For some reason, the amount of times a word is used is just proportional to one over its rank. Word frequency and ranking on a log log graph follow a nice straight line. A power-law. This phenomenon is called Zipf's Law and it doesn't only apply to English. It also applies to other languages, like, well, all of them. Even ancient languages we haven't been able to translate yet. And here's the thing. We have no idea why. It's surprising that something as complex as reality should be conveyed by something as creative as language in such a predictable way. How predictable?
Well, watch this. According to WordCount.org, which ranks words as found in the British National Corpus, "sauce" is the 5,555th most common English word. Now, here is a list of how many times every word on Wikipedia and in the entire Gutenberg Corpus of tens of thousands of public domain books shows up. The most used word, 'the,' shows up about 181 million times. Knowing these two things, we can estimate that the word "sauce" should appear about thirty thousand times on Wikipedia and Gutenberg combined. And it pretty much does. What gives? The world is chaotic. Things are distributed in myriad of ways, not just power laws. And language is personal, intentional, idiosyncratic. What about the world and ourselves could cause such complex activities and behaviors to follow such a basic rule? We literally don't know.
More than a century of research has yet to close the case. Moreover, Zipf's law doesn't just mysteriously describe word use. It's also found in city populations, solar flare intensities, protein sequences and immune receptors, the amount of traffic websites get, earthquake magnitudes, the number of times academic papers are cited, last names, the firing patterns of neural networks, ingredients used in cookbooks, the number of phone calls people received, the diameter of Moon craters, the number of people that die in wars, the popularity of opening chess moves, even the rate at which we forget. There are plenty of theories about why language is 'zipf-y,' but no firm conclusions and this video doesn't contain a definite explanation either. Sorry, I know that's a bummer, since we appear to like knowing more than mystery. But that said, we also ask more than we answer. So let's dive into Zipf's ramifications, some related patterns, some possible explanations and the depth of the mystery itself.

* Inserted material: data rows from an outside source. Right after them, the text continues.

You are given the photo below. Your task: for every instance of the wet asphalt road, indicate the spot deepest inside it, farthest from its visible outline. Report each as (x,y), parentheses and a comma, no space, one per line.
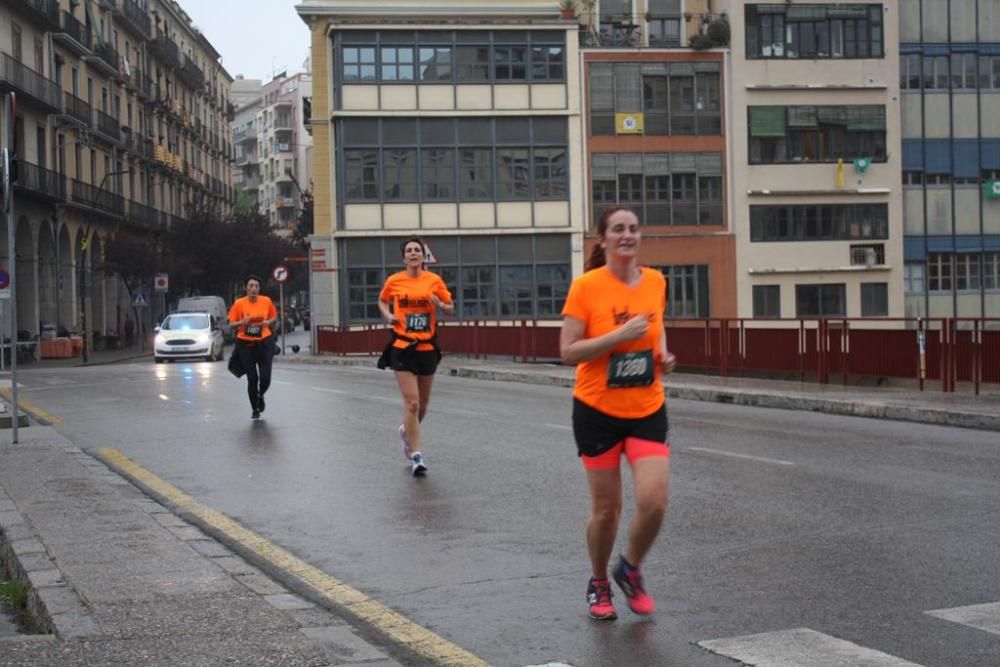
(778,520)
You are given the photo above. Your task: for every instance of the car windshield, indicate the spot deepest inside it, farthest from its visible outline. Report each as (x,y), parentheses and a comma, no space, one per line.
(185,322)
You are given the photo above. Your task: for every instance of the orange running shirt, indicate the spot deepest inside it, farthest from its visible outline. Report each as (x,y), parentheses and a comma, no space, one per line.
(603,303)
(416,316)
(260,311)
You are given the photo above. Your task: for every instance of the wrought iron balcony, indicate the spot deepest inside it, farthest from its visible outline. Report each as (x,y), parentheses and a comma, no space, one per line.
(78,109)
(135,16)
(74,35)
(27,82)
(40,182)
(165,49)
(46,11)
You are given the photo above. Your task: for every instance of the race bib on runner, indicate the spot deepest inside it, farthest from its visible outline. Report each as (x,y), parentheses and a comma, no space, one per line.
(418,322)
(630,369)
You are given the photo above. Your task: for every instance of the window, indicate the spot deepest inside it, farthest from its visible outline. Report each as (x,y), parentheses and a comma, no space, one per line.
(767,301)
(913,277)
(816,134)
(820,222)
(874,299)
(814,31)
(821,300)
(939,272)
(687,290)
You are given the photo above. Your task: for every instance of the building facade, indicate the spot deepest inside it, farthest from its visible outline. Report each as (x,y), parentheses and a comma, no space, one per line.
(459,122)
(122,121)
(950,89)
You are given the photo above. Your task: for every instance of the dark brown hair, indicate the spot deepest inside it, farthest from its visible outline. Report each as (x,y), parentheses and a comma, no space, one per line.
(597,259)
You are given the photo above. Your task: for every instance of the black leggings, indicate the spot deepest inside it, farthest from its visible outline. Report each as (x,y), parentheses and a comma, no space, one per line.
(252,357)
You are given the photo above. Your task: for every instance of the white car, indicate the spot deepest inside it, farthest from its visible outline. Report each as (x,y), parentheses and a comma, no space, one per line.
(188,335)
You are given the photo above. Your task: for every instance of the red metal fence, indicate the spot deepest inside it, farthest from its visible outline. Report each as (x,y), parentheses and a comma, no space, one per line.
(949,350)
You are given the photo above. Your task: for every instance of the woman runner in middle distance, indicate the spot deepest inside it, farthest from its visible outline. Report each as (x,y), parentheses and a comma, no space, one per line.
(415,296)
(613,331)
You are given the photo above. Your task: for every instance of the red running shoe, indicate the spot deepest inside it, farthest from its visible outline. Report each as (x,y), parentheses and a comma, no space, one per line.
(599,598)
(629,580)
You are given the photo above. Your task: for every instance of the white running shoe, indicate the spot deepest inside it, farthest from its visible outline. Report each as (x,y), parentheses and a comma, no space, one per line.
(419,468)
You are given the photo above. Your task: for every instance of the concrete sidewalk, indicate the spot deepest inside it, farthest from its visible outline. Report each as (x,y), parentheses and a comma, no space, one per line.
(120,580)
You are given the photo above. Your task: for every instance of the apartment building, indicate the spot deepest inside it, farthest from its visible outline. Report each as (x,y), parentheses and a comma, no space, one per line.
(273,147)
(122,121)
(656,142)
(459,121)
(950,89)
(815,137)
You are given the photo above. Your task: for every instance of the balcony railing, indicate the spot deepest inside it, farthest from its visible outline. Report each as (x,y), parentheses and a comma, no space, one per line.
(40,181)
(86,194)
(136,15)
(165,48)
(77,31)
(108,126)
(45,10)
(77,108)
(25,81)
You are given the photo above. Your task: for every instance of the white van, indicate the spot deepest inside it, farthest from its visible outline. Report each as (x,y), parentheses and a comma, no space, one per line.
(213,305)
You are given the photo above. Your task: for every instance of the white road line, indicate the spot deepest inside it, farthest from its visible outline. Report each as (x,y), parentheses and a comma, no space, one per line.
(734,455)
(984,617)
(797,647)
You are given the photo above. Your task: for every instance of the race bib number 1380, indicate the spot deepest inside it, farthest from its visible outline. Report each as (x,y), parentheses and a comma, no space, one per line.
(631,369)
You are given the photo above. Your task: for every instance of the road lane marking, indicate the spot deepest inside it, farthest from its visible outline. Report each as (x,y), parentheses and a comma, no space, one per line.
(383,619)
(30,408)
(984,617)
(799,646)
(734,455)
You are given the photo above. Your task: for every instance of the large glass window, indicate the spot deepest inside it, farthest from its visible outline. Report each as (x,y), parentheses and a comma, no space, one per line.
(814,31)
(819,222)
(816,134)
(821,300)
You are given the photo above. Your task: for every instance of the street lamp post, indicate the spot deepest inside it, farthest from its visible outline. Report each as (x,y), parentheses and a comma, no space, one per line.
(84,243)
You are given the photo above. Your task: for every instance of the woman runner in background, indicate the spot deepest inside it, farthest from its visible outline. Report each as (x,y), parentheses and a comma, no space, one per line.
(613,331)
(415,295)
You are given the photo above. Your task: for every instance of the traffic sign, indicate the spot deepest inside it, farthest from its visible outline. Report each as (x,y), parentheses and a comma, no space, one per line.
(161,282)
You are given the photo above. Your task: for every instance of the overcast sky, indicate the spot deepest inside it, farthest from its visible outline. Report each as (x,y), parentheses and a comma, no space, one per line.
(256,38)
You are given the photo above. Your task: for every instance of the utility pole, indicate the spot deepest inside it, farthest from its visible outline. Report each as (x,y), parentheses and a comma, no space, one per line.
(84,244)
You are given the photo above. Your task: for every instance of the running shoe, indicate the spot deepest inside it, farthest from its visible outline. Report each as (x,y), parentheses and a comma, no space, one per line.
(629,580)
(418,465)
(599,599)
(405,442)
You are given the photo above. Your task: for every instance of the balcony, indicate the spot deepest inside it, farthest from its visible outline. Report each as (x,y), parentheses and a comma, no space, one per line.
(191,74)
(164,48)
(105,58)
(77,109)
(74,36)
(85,194)
(135,17)
(28,83)
(43,11)
(108,127)
(39,182)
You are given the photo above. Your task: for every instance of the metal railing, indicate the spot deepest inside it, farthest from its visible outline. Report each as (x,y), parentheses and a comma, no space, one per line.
(27,81)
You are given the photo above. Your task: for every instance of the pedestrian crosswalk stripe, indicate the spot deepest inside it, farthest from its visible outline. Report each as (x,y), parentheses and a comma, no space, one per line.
(797,647)
(984,617)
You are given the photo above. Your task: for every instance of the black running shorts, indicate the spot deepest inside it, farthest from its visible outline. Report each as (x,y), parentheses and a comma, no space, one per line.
(596,432)
(414,361)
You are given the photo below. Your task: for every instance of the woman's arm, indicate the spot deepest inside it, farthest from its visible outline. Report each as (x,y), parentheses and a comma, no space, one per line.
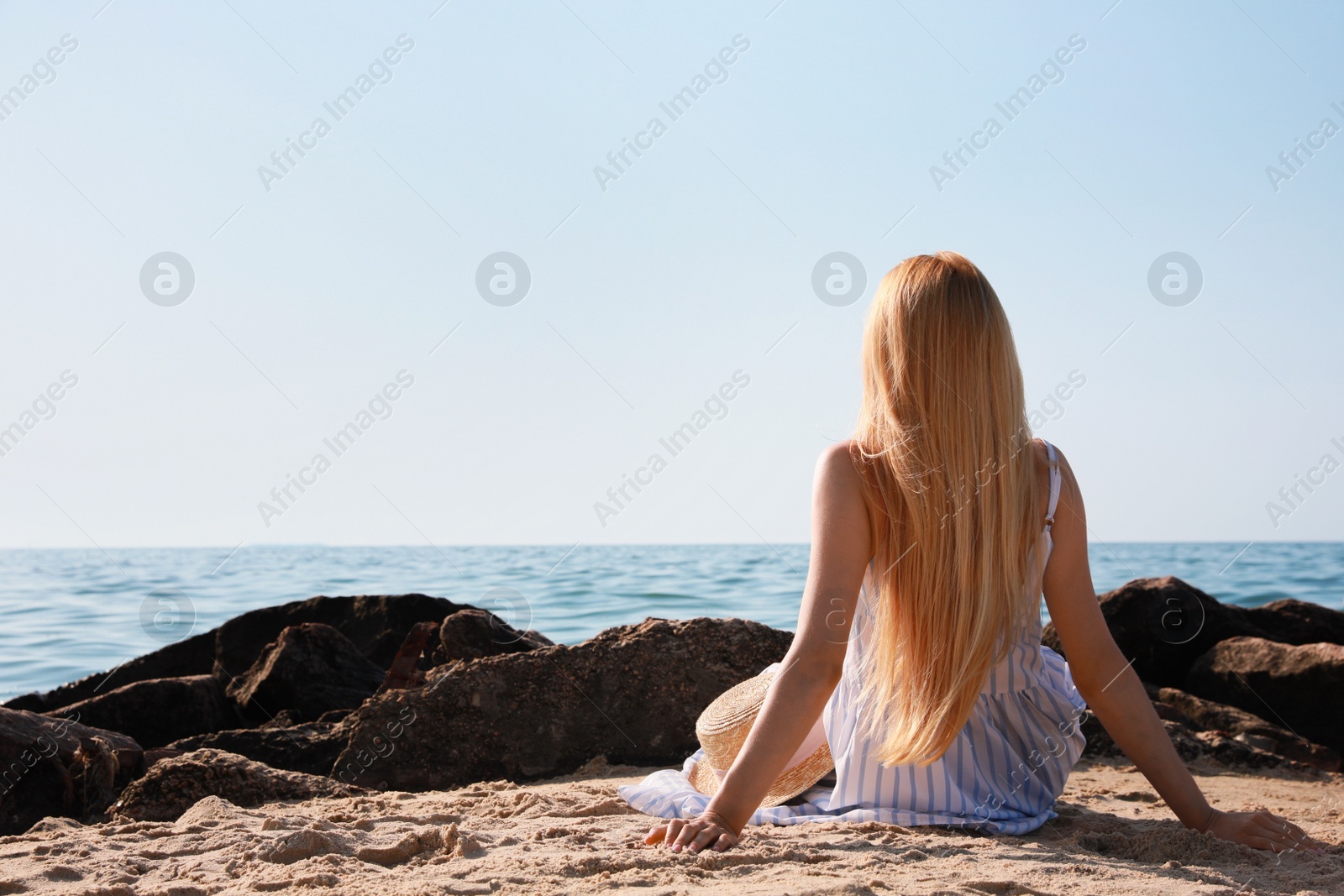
(1113,691)
(842,546)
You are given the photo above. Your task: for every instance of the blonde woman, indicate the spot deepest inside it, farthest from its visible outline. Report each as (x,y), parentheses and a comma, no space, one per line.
(934,532)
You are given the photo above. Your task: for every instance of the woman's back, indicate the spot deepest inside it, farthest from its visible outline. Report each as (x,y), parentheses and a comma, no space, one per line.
(1008,761)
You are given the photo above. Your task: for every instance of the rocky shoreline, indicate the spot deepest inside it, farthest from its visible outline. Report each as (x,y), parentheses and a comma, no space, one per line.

Zipf's law was popularized by George Zipf, a linguist at Harvard University. It is a discrete form of the continuous Pareto distribution from which we get the Pareto Principle. Because so many real-world processes behave this way, the Pareto Principle tells us that, as a rule of thumb, it's worth assuming that 20% of the causes are responsible for 80% of the outcome, like in language, where the most frequently used 18 percent of words account for over 80% of word occurrences. In 1896, Vilfredo Pareto showed that approximately 80% of the land in Italy was owned by just twenty percent of the population. It is said that he later noticed in his garden 20 percent of his pea pods contained eighty percent of the peas. He and other researchers looked at other datasets and found that this 80-20 imbalance comes up a lot in the world. The richest 20% of humans have 82.7% of the world's income. In the US, 20% of patients use eighty percent of health care resources. In 2002, Microsoft reported that 80% of the errors and crashes in Windows and Office are caused by 20% of the bugs detected. A common rule of thumb in the business world states that 20% of your customers are responsible for 80% of your profits and eighty percent of the complaints you receive will come from 20% of your customers. A book titled "The 80/20 Principle" even says that in a home or office, 20% of the carpet receives 80 percent of the wear. Oh, and as Woody Allen famously said, "eighty percent of success is just showing up." The Pareto Principle is everywhere, which is good. By focusing on just 20 percent of what's wrong, you can often expect to solve eighty percent of the problems.
A variety of different unrelated factors cause this to be true from case to case, but if we can get to the bottom of what causes some of them, maybe we'll find that one or more of those mechanisms is responsible for Zipf's law in language. George Zipf himself thought languages' interesting rank frequency distribution was a consequence of the Principle of Least Effort. The tendency for life and things to follow the path of least resistance. Zipf believed it drove much of human behavior and hypothesized that as language developed in our species, speakers naturally preferred drawing from as few words as possible to get their thoughts out there. It was easier. But in order to understand what was being said, listeners preferred larger vocabularies that gave more specificity, so that they had to do less work. The compromise between listening and speaking, Zipf felt, led to the current state of language. A few words are used often and many many many words are used rarely.